Rosario Castellanos

Foto: Anónimo | CNL-INBA

Nació en la Ciudad de México, el 25 de mayo de 1925; muere en Tel Aviv, Israel, el 7 de agosto de 1974. Dramaturga, ensayista, narradora y poeta. Vivió su infancia y adolescencia en Comitán, Chiapas. Obtuvo la licenciatura y la maestría en Filosofía en la unam. Con una beca del Instituto de Cultura Hispánica, realizó cursos de posgrado sobre Estética en la Universidad de Madrid. Fue promotora cultural en el Instituto de Ciencias y Artes en Tuxtla Gutiérrez, Chiapas; directora de teatro guiñol en el Centro Coordinador Tzetal-Tzotzil del Instituto Nacional Indigenista en San Cristóbal, Chiapas; directora general de Información y Prensa de la unam (1960-1966); profesora en la ffyl de la unam (1962-1971); embajadora de México en Israel (1971-1974). Tradujo a Emily Dickinson, Paul Claudel y Saint John Perse. Su novela Balún Canán ha sido traducida al inglés, francés, alemán, hebreo e italiano. Colaboró en Excélsior. Becaria Rockefeller en el cme, 1954. Premio Chiapas 1958 por Balún Canán. Premio Xavier Villaurrutia 1960 por Ciudad real. Premio Sor Juana Inés de la Cruz 1962 por Oficio de tinieblas. Premio Carlos Trouyet de Letras 1967. Premio Elías Sourasky de Letras 1972.



Recién nacida fue llevada a Comitán, Chiapas, la tierra de sus mayores. Ahí hizo sus estudios primarios y dos de secundaria. Regresó a la capital a los dieciséis años. Se graduó de maestra en Filosofía en la Universidad Nacional Autónoma de México, en 1950. En 1952, fue promotora de cultura en el Instituto de Ciencias y Artes de Chiapas, en Tuxtla Gutiérrez; de 1954 a 1955, con la beca Rockefeller, escribió poesía y ensayo; de 1956 a 1957, trabajó en el Centro Coordinador del Instituto Indigenista de San Cristóbal las Casas, en Chiapas; de 1958 a 1961, en el Indigenista de México, como redactora de textos escolares; de 1961 a 1966 desempeñó la jefatura de Información y Prensa en la unam, bajo el rectorado del doctor Ignacio Chávez e impartió las cátedras de literatura comparada, novela contemporánea y seminario de crítica en la Facultad de Filosofía y Letras de la misma Universidad, de 1961 a 1971. Ejerció con gran éxito el magisterio en México y en el extranjero: en los Estados Unidos como maestra invitada por las Universidades de Wisconsin y Bloomigton, los años de 1966 y 1967 y, en Israel, en la Universidad Hebrea de Jerusalén, desde su nombramiento como embajadora de México en ese país, en 1971, hasta su muerte.

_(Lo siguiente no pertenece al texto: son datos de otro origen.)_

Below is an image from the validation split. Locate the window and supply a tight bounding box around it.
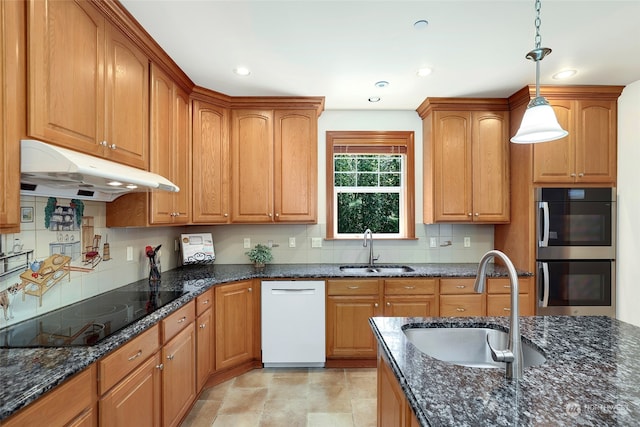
[327,131,415,239]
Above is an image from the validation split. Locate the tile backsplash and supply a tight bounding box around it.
[0,196,493,328]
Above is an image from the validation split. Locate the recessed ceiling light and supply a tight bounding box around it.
[233,67,251,76]
[551,70,577,80]
[413,19,429,30]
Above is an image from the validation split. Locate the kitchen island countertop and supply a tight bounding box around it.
[0,263,529,422]
[370,316,640,427]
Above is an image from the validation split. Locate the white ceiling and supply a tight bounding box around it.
[121,0,640,110]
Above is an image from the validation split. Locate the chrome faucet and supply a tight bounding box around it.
[362,228,380,267]
[474,250,523,380]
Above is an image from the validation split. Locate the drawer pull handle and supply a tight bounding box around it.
[129,350,142,360]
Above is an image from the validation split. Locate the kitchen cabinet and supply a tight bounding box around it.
[0,1,27,234]
[28,1,149,169]
[196,289,215,393]
[191,100,230,224]
[161,301,196,427]
[384,279,438,317]
[326,279,383,366]
[231,109,318,223]
[214,280,260,371]
[440,278,486,317]
[418,98,510,224]
[377,349,420,427]
[150,64,191,224]
[487,277,535,316]
[2,364,97,427]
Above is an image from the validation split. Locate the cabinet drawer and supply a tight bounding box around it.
[440,294,485,317]
[162,301,196,343]
[440,277,476,295]
[98,325,160,395]
[487,277,532,294]
[487,294,533,316]
[384,279,438,295]
[196,288,213,316]
[327,279,378,295]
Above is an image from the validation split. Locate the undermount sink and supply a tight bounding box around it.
[403,327,546,369]
[340,265,414,274]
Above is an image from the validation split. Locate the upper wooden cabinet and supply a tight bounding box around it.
[28,0,149,169]
[191,100,231,224]
[149,64,191,224]
[417,98,510,224]
[231,109,318,223]
[0,1,27,234]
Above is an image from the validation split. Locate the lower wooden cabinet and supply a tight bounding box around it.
[215,280,260,371]
[378,350,420,427]
[2,364,97,427]
[100,352,162,427]
[326,279,383,362]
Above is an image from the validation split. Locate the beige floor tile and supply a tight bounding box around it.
[218,387,268,414]
[307,413,353,427]
[211,412,261,427]
[351,398,378,427]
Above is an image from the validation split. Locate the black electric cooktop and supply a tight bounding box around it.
[0,286,185,348]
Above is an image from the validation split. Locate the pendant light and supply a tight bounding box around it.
[511,0,569,144]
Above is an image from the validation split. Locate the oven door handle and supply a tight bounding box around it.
[540,262,549,307]
[538,202,549,248]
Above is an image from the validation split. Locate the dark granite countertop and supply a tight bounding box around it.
[0,263,529,421]
[370,316,640,427]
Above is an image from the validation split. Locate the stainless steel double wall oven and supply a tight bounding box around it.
[536,187,616,317]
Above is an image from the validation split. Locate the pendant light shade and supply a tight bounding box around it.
[511,0,569,144]
[511,96,569,144]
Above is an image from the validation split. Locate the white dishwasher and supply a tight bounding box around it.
[262,280,325,368]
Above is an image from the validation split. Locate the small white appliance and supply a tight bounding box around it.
[262,280,326,368]
[180,233,216,265]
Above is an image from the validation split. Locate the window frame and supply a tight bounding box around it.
[325,131,415,240]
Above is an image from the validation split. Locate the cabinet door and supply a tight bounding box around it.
[327,295,382,359]
[0,1,26,234]
[433,111,473,222]
[533,99,576,183]
[196,309,215,392]
[104,26,149,169]
[472,111,510,224]
[162,323,196,427]
[384,295,437,317]
[99,353,161,427]
[274,110,318,223]
[28,0,105,155]
[192,101,230,224]
[574,100,618,183]
[231,110,273,222]
[170,84,191,224]
[214,281,256,370]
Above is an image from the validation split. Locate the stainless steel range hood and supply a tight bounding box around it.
[20,140,180,202]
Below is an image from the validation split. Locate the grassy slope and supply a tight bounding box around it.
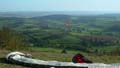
[0,48,120,68]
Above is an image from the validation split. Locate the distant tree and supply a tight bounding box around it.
[0,27,26,50]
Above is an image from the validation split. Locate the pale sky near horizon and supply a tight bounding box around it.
[0,0,120,12]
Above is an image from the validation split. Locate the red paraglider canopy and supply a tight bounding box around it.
[65,21,71,27]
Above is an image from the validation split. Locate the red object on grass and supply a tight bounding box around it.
[65,21,71,27]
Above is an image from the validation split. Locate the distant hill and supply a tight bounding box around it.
[0,11,104,18]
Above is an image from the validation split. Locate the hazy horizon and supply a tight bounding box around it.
[0,0,120,13]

Rosario Castellanos Figueroa cultivó todos los géneros, especialmente la poesía, la narrativa y el ensayo; colaboró con cuentos, poemas, crítica literaria y artículos de diversa índole en los suplementos culturales de los principales diarios del país y en revistas especializadas de México y del extranjero. En Excelsior colaboró asiduamente en su página editorial, desde 1963 hasta 1974. Se inició en la literatura como poeta; desde 1948 hasta 1957 sólo publicó poesía. Balún Canán, su primera novela, lleva ya un gran número de ediciones y ha sido traducida a muchas lenguas. Esta novela junto con Ciudad Real, su primer libro de cuentos, y Oficio de tinieblas, su segunda novela, forman la trilogía indigenista más importante de la narrativa mexicana del siglo xxLos convidados de agosto, su segundo libro de relatos, recrea los prejuicios de la clase media provinciana de su estado natal, y Álbum de familia, el tercero y último, los de la clase media urbana. En 1972, Rosario Castellanos reunió su obra poética en el volumen intitulado Poesía no eres tú. Desde 1950, año en que publicó su tesis Sobre cultura femenina, la escritora no dejó nunca de incursionar en el ensayo. En vida publicó cinco volúmenes y póstumamente otros dos. De toda su obra, incluyendo su único volumen de teatro, El eterno femenino, se desprenden dos temas fundamentales: primero, una clara conciencia del problema que significó, para su autora, la doble condición de ser mujer y mexicana, y segundo, que la relación víctima-victimario no existe sólo entre indígenas y “coletos” o mujeres y hombres sino entre todos los seres humanos, ya que la sociedad de consumo y explotación en la cual vivimos nos obliga a mirar siempre al otro, quienquiera que éste sea, como adversario, y nos obliga a todos por igual a ajustarnos a los estrechos límites de los papeles de opresor u oprimido.